Ich hasse umziehen. Ich hasse es mit jeder Faser meines Körpers. Nicht, dass ich keine Veränderungen mag. Neue Wohnung, neues Viertel, neuer Lebensabschnitt. Toll. Da kann ich gut mit. Doch bis man soweit ist, dass man die richtige Stelle für das Colt Seavers-Poster suchen, die Schallplatten fein säuberlich nach Erscheinungsjahr im Regal sortieren und sich nach getaner Arbeit im Ohrensessel vor dem Kamin bei einem Glas Cognac niederlassen kann – bis man soweit ist, vergeht ein erbarmungsloser Kampf.

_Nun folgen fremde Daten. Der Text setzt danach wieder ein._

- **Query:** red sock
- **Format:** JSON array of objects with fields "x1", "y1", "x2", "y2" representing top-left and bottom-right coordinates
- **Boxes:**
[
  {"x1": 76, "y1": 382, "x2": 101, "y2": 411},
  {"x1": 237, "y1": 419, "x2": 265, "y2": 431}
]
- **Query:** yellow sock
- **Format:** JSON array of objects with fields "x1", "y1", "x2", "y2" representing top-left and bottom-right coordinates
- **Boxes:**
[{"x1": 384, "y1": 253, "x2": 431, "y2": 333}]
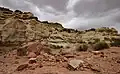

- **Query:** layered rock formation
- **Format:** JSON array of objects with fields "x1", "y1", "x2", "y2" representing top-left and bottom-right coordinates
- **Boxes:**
[{"x1": 0, "y1": 7, "x2": 120, "y2": 54}]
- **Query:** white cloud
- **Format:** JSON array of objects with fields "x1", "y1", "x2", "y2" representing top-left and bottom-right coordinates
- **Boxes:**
[
  {"x1": 66, "y1": 0, "x2": 81, "y2": 10},
  {"x1": 63, "y1": 8, "x2": 120, "y2": 30}
]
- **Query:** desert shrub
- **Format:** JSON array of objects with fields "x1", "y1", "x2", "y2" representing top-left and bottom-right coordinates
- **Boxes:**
[
  {"x1": 111, "y1": 37, "x2": 120, "y2": 41},
  {"x1": 110, "y1": 41, "x2": 120, "y2": 47},
  {"x1": 104, "y1": 37, "x2": 111, "y2": 41},
  {"x1": 62, "y1": 28, "x2": 77, "y2": 33},
  {"x1": 88, "y1": 38, "x2": 100, "y2": 44},
  {"x1": 41, "y1": 21, "x2": 49, "y2": 24},
  {"x1": 85, "y1": 28, "x2": 96, "y2": 32},
  {"x1": 97, "y1": 27, "x2": 107, "y2": 32},
  {"x1": 76, "y1": 44, "x2": 88, "y2": 51},
  {"x1": 93, "y1": 41, "x2": 110, "y2": 50},
  {"x1": 110, "y1": 37, "x2": 120, "y2": 47},
  {"x1": 94, "y1": 38, "x2": 100, "y2": 43},
  {"x1": 97, "y1": 27, "x2": 118, "y2": 34},
  {"x1": 50, "y1": 44, "x2": 63, "y2": 49},
  {"x1": 63, "y1": 28, "x2": 71, "y2": 33},
  {"x1": 111, "y1": 28, "x2": 118, "y2": 34}
]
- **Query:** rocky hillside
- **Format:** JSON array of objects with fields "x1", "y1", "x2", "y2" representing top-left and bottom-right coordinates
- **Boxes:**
[
  {"x1": 1, "y1": 7, "x2": 120, "y2": 74},
  {"x1": 0, "y1": 7, "x2": 120, "y2": 55}
]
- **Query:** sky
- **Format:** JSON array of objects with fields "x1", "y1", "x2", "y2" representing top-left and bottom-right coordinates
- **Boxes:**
[{"x1": 0, "y1": 0, "x2": 120, "y2": 31}]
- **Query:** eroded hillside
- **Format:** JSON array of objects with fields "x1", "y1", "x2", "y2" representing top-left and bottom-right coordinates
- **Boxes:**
[
  {"x1": 0, "y1": 7, "x2": 120, "y2": 74},
  {"x1": 0, "y1": 7, "x2": 120, "y2": 54}
]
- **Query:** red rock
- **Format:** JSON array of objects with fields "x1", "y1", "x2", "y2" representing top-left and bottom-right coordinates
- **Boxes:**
[
  {"x1": 27, "y1": 52, "x2": 37, "y2": 58},
  {"x1": 28, "y1": 63, "x2": 39, "y2": 70},
  {"x1": 90, "y1": 66, "x2": 101, "y2": 72},
  {"x1": 16, "y1": 64, "x2": 28, "y2": 71},
  {"x1": 17, "y1": 47, "x2": 27, "y2": 56},
  {"x1": 27, "y1": 42, "x2": 51, "y2": 55},
  {"x1": 64, "y1": 54, "x2": 75, "y2": 58},
  {"x1": 68, "y1": 59, "x2": 84, "y2": 70},
  {"x1": 14, "y1": 61, "x2": 19, "y2": 64},
  {"x1": 117, "y1": 60, "x2": 120, "y2": 63},
  {"x1": 36, "y1": 55, "x2": 44, "y2": 61},
  {"x1": 91, "y1": 51, "x2": 103, "y2": 55},
  {"x1": 27, "y1": 42, "x2": 43, "y2": 55},
  {"x1": 29, "y1": 58, "x2": 37, "y2": 64}
]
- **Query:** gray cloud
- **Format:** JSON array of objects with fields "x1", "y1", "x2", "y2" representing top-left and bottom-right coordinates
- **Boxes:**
[
  {"x1": 0, "y1": 0, "x2": 120, "y2": 31},
  {"x1": 26, "y1": 0, "x2": 68, "y2": 11}
]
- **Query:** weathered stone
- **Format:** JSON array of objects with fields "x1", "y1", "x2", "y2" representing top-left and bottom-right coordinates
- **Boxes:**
[
  {"x1": 16, "y1": 64, "x2": 28, "y2": 71},
  {"x1": 64, "y1": 54, "x2": 75, "y2": 58},
  {"x1": 36, "y1": 55, "x2": 44, "y2": 61},
  {"x1": 14, "y1": 61, "x2": 19, "y2": 64},
  {"x1": 28, "y1": 63, "x2": 39, "y2": 70},
  {"x1": 91, "y1": 51, "x2": 103, "y2": 55},
  {"x1": 117, "y1": 60, "x2": 120, "y2": 63},
  {"x1": 68, "y1": 59, "x2": 84, "y2": 70},
  {"x1": 29, "y1": 58, "x2": 37, "y2": 64},
  {"x1": 27, "y1": 42, "x2": 51, "y2": 55},
  {"x1": 90, "y1": 65, "x2": 101, "y2": 72},
  {"x1": 27, "y1": 52, "x2": 37, "y2": 58},
  {"x1": 17, "y1": 47, "x2": 27, "y2": 56}
]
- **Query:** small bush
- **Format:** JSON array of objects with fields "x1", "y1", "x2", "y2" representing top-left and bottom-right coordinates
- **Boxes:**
[
  {"x1": 110, "y1": 37, "x2": 120, "y2": 47},
  {"x1": 94, "y1": 38, "x2": 100, "y2": 43},
  {"x1": 97, "y1": 27, "x2": 118, "y2": 34},
  {"x1": 111, "y1": 37, "x2": 120, "y2": 41},
  {"x1": 88, "y1": 38, "x2": 100, "y2": 44},
  {"x1": 104, "y1": 37, "x2": 111, "y2": 41},
  {"x1": 94, "y1": 41, "x2": 110, "y2": 50},
  {"x1": 41, "y1": 21, "x2": 49, "y2": 24},
  {"x1": 110, "y1": 41, "x2": 120, "y2": 47},
  {"x1": 85, "y1": 28, "x2": 96, "y2": 32},
  {"x1": 76, "y1": 44, "x2": 88, "y2": 51},
  {"x1": 50, "y1": 44, "x2": 63, "y2": 49},
  {"x1": 78, "y1": 31, "x2": 84, "y2": 34}
]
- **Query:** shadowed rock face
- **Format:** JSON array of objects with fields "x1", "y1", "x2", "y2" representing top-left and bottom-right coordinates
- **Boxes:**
[{"x1": 0, "y1": 7, "x2": 13, "y2": 13}]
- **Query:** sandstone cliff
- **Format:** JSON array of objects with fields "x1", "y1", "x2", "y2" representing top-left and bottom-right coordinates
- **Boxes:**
[{"x1": 0, "y1": 7, "x2": 120, "y2": 54}]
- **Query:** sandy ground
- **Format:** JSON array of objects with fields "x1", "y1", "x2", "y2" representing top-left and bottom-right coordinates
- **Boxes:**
[{"x1": 0, "y1": 47, "x2": 120, "y2": 74}]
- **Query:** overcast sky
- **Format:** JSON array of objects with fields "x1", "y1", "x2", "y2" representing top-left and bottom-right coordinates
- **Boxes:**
[{"x1": 0, "y1": 0, "x2": 120, "y2": 31}]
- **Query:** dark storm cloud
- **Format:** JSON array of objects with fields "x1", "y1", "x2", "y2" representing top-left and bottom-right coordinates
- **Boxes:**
[
  {"x1": 74, "y1": 0, "x2": 120, "y2": 17},
  {"x1": 0, "y1": 0, "x2": 120, "y2": 31},
  {"x1": 29, "y1": 0, "x2": 68, "y2": 11}
]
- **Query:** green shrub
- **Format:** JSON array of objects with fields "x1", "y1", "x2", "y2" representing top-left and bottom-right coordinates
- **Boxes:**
[
  {"x1": 104, "y1": 37, "x2": 111, "y2": 41},
  {"x1": 78, "y1": 31, "x2": 85, "y2": 34},
  {"x1": 110, "y1": 41, "x2": 120, "y2": 47},
  {"x1": 76, "y1": 44, "x2": 88, "y2": 51},
  {"x1": 94, "y1": 41, "x2": 110, "y2": 50},
  {"x1": 97, "y1": 27, "x2": 118, "y2": 34},
  {"x1": 94, "y1": 38, "x2": 100, "y2": 43},
  {"x1": 110, "y1": 37, "x2": 120, "y2": 47},
  {"x1": 111, "y1": 37, "x2": 120, "y2": 41},
  {"x1": 88, "y1": 38, "x2": 100, "y2": 44}
]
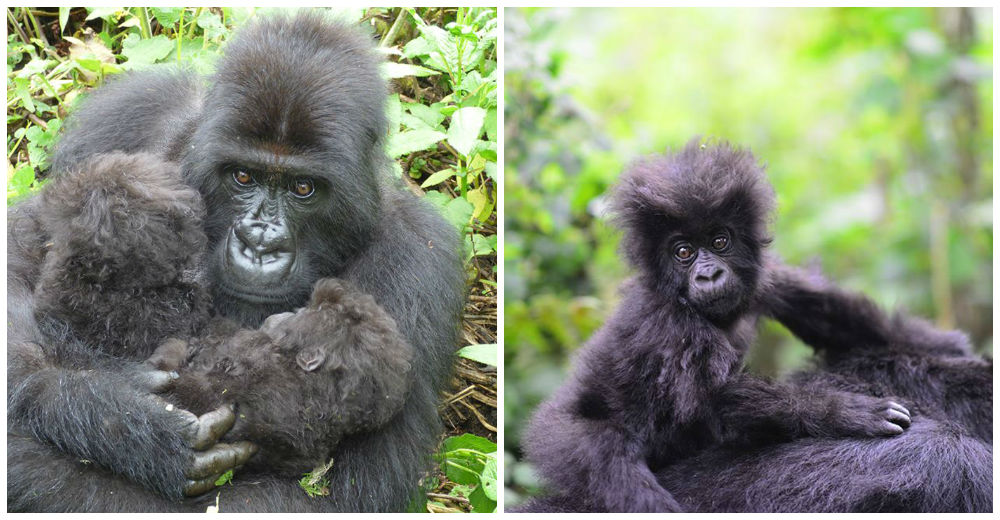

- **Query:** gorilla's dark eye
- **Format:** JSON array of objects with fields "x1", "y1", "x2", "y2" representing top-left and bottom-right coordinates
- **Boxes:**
[
  {"x1": 712, "y1": 235, "x2": 729, "y2": 251},
  {"x1": 674, "y1": 244, "x2": 694, "y2": 261},
  {"x1": 233, "y1": 170, "x2": 253, "y2": 186},
  {"x1": 292, "y1": 178, "x2": 315, "y2": 198}
]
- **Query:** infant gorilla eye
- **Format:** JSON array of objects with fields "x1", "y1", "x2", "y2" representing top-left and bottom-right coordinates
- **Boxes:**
[
  {"x1": 712, "y1": 235, "x2": 729, "y2": 251},
  {"x1": 674, "y1": 244, "x2": 694, "y2": 261},
  {"x1": 292, "y1": 178, "x2": 314, "y2": 198},
  {"x1": 233, "y1": 170, "x2": 253, "y2": 186}
]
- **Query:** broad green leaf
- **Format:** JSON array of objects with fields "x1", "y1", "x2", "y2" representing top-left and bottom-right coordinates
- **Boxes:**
[
  {"x1": 13, "y1": 77, "x2": 34, "y2": 113},
  {"x1": 386, "y1": 129, "x2": 445, "y2": 158},
  {"x1": 467, "y1": 185, "x2": 494, "y2": 222},
  {"x1": 420, "y1": 168, "x2": 455, "y2": 189},
  {"x1": 120, "y1": 34, "x2": 173, "y2": 69},
  {"x1": 456, "y1": 343, "x2": 496, "y2": 366},
  {"x1": 484, "y1": 108, "x2": 497, "y2": 141},
  {"x1": 149, "y1": 7, "x2": 182, "y2": 28},
  {"x1": 381, "y1": 61, "x2": 439, "y2": 79},
  {"x1": 196, "y1": 10, "x2": 226, "y2": 40},
  {"x1": 447, "y1": 107, "x2": 486, "y2": 157},
  {"x1": 480, "y1": 455, "x2": 498, "y2": 500},
  {"x1": 403, "y1": 102, "x2": 446, "y2": 129},
  {"x1": 85, "y1": 7, "x2": 122, "y2": 20},
  {"x1": 466, "y1": 233, "x2": 494, "y2": 258}
]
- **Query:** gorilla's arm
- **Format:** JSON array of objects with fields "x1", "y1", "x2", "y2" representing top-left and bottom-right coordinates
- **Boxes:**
[
  {"x1": 713, "y1": 373, "x2": 911, "y2": 444},
  {"x1": 7, "y1": 200, "x2": 253, "y2": 501},
  {"x1": 756, "y1": 259, "x2": 894, "y2": 355}
]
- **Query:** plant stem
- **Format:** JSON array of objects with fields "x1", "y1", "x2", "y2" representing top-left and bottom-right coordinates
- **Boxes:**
[{"x1": 379, "y1": 9, "x2": 408, "y2": 48}]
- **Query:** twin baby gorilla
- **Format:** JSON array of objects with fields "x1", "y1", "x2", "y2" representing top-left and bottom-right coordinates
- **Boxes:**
[
  {"x1": 522, "y1": 140, "x2": 992, "y2": 513},
  {"x1": 34, "y1": 152, "x2": 412, "y2": 482}
]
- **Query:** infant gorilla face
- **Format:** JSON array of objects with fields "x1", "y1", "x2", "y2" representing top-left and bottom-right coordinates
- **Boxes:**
[
  {"x1": 667, "y1": 227, "x2": 747, "y2": 320},
  {"x1": 260, "y1": 311, "x2": 328, "y2": 372}
]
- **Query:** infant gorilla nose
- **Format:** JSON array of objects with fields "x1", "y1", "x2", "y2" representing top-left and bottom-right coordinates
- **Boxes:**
[{"x1": 693, "y1": 260, "x2": 728, "y2": 291}]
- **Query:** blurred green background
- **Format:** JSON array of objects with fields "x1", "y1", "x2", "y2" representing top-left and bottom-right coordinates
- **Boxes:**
[{"x1": 503, "y1": 7, "x2": 993, "y2": 506}]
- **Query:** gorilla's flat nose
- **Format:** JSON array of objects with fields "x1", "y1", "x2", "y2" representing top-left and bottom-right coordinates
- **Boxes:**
[{"x1": 694, "y1": 266, "x2": 727, "y2": 289}]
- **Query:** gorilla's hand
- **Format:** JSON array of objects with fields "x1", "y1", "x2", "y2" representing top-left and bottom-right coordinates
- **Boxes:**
[
  {"x1": 134, "y1": 367, "x2": 259, "y2": 497},
  {"x1": 827, "y1": 393, "x2": 912, "y2": 437}
]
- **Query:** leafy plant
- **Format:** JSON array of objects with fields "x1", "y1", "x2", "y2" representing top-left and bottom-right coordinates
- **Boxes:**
[{"x1": 434, "y1": 433, "x2": 497, "y2": 513}]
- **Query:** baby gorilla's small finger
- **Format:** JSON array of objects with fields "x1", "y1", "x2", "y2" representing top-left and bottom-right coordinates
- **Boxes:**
[
  {"x1": 188, "y1": 405, "x2": 236, "y2": 450},
  {"x1": 135, "y1": 369, "x2": 178, "y2": 393},
  {"x1": 187, "y1": 441, "x2": 258, "y2": 479}
]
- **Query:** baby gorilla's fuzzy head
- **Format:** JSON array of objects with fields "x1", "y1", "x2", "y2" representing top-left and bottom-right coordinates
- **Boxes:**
[{"x1": 610, "y1": 139, "x2": 775, "y2": 323}]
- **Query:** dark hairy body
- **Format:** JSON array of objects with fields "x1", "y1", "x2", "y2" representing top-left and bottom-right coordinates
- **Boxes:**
[
  {"x1": 519, "y1": 141, "x2": 991, "y2": 513},
  {"x1": 8, "y1": 13, "x2": 465, "y2": 512}
]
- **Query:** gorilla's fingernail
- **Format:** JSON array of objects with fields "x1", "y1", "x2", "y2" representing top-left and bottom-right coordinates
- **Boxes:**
[{"x1": 169, "y1": 371, "x2": 180, "y2": 379}]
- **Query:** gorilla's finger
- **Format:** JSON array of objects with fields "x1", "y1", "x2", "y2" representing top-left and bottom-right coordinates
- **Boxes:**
[
  {"x1": 183, "y1": 475, "x2": 224, "y2": 497},
  {"x1": 886, "y1": 409, "x2": 911, "y2": 428},
  {"x1": 188, "y1": 405, "x2": 236, "y2": 450},
  {"x1": 879, "y1": 422, "x2": 905, "y2": 436},
  {"x1": 187, "y1": 441, "x2": 258, "y2": 479},
  {"x1": 135, "y1": 369, "x2": 179, "y2": 393},
  {"x1": 887, "y1": 401, "x2": 910, "y2": 417}
]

Es geht schon mit der Suche nach dem neuen Domizil los. Nicht zu klein, nicht zu teuer, im richtigen Viertel und natürlich provisionsfrei soll es sein. Wendet man diese Kriterien an, verkleinert sich die Zahl der Wohnungen, die wöchentlich im Immobilienteil der Tageszeitung zu finden sind, auf eine Handvoll – wenn es gut läuft.
Der Besichtigungstermin. Meist eine Massenabfertigung. Zwanzig, dreißig, manchmal auch mehr Personen scharen schon mit den Hufen und warten auf den Vermieter. So bleibt Zeit, den Feind mit grimmigem Blick zu mustern. Doch selbst wenn unter den Konkurrenten ein sympathisches Gesicht dabei ist und man unter anderen Umständen vielleicht einen Kaffee zusammentrinken würde – jetzt bloß keine Gefühle zeigen! Man ist schließlich im Krieg! Dann die Wohnungen selbst. Die Annoncen versprechen meist mehr Schein als Sein. Aber man lernt auch dazu.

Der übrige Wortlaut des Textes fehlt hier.